# Window Drop Reset Help!!!



## PLAYED TT (Oct 17, 2010)

Ok so I know how to do it, but it isn't resetting. I
-Turned ignition on
-window down
-window up
-let go
-hold for 5 seconds
-ignition off
I did this several times and I got nowhere. It fixed the 1 up for both windows tho:sly:.
So I tried holding for 15 seconds....nothing
Then with the door open....nothing
Then I unhooked the battery for 10 minutes and tried up down 5 seconds....nothing
Did the battery thing again with the door open.....nothing.
I know its not the micro switch because the lights work fine and there is no door open buzzer when I drive....I think I just found a grey hair and I'm only 20....damn you German Engineering!!!
Anyone?


----------



## PLAYED TT (Oct 17, 2010)

oh and I forgot to mention that the 1 up/down works on both windows and the ps window does the drop. Its just the ds:screwy:


----------



## chaldowhiteboy (Jun 14, 2010)

When I reset mine, all I do is put them in the up position, let go, and hold for five seconds (try it with the ignition off) key in "on" position


----------



## notoriouszig (Jun 14, 2010)

put your key in your driver's side lock. i forget if it is lock or unlock, but turn and hold it in one of those directions until the window goes all the way down, then hold it for a moment. then do the opposite until the window is fully closed. after that see if they work, if not do the window switch holding. always works for me.


----------



## matches (Aug 18, 2005)

PLAYED TT said:


> oh and I forgot to mention that the 1 up/down works on both windows and the ps window does the drop. Its just the ds:screwy:


I dealt with this just recently. I had to get a new battery, and in doing so the windows got reset. I did the 5-sec hold thing and that fixed the auto up/down on both doors and the drop on my driver door, but my passenger window still didn't auto drop until I replaced the microswitch. However, my overhead light also didn't come on when that door opened, so I don't know if that's necessarily your problem.


----------



## PLAYED TT (Oct 17, 2010)

Yeah I'm lost on this one.
Zig, Chris said to try the key and it didn't work for me.
I've done it before in the past with no problems, maybe I'll let it go the rest of the week and try it when I come back from school on Friday


----------



## lite1979 (Sep 9, 2005)

In the car with the key turned to "ON" (engine doesn't necessarily have to be running), lower both windows all the way then hit down again and hold for 5-10 secs. This should reset "bottom." You may have to redo the one-touch up/down after this by doing all-the-way-down, all-the-way-up, hold up for 5 secs as you did previously.


----------



## PLAYED TT (Oct 17, 2010)

lite1979 said:


> In the car with the key turned to "ON" (engine doesn't necessarily have to be running), lower both windows all the way then hit down again and hold for 5-10 secs. This should reset "bottom." You may have to redo the one-touch up/down after this by doing all-the-way-down, all-the-way-up, hold up for 5 secs as you did previously.

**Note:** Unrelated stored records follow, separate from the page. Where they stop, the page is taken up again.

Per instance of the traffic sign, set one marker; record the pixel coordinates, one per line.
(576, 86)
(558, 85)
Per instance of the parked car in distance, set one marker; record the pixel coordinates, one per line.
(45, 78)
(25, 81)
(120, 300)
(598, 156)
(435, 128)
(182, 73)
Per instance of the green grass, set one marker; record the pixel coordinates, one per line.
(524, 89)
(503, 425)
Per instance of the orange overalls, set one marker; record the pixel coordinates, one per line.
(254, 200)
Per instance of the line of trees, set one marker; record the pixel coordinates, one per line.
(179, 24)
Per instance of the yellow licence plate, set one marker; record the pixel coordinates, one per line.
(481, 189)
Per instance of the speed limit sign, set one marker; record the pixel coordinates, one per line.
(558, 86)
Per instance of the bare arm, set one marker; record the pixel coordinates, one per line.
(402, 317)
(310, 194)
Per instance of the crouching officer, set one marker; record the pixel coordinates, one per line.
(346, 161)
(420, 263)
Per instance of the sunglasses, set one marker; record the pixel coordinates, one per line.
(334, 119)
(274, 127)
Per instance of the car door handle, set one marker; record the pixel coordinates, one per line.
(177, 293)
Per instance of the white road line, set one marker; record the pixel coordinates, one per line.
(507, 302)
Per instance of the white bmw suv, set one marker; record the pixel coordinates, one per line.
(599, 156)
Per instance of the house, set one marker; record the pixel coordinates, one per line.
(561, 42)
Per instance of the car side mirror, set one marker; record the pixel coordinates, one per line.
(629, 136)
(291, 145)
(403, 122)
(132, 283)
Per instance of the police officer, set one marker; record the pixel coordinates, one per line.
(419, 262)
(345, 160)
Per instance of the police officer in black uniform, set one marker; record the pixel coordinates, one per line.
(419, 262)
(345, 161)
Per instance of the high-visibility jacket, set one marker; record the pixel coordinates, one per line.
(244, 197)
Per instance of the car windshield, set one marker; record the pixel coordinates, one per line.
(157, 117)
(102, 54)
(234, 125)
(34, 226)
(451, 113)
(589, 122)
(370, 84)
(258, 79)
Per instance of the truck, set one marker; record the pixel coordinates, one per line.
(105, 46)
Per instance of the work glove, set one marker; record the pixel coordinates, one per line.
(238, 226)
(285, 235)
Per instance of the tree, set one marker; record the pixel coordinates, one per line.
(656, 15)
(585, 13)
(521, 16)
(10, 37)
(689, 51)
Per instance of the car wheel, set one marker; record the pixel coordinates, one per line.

So you have to rest the bottom too? I thought they all were taken care of at the same time:screwy:


----------



## Neb (Jan 25, 2005)

I've never had to reset a top and bottom. My reset process:

Roll windows all the way up.
Roll window down all the way.
Hold the button in the down position for 10-30seconds


I think that's all I would do. IIRC I had the key in the 'ON' position but I don't think that part really matters. as long as it's on or the car is started


----------



## PLAYED TT (Oct 17, 2010)

Hmm I'll try that when I get home Friday. I just think it's odd the ps works but not the ds. You think the same procedure would work on both sides. And it worked last time I tried it. Same way both sides.


----------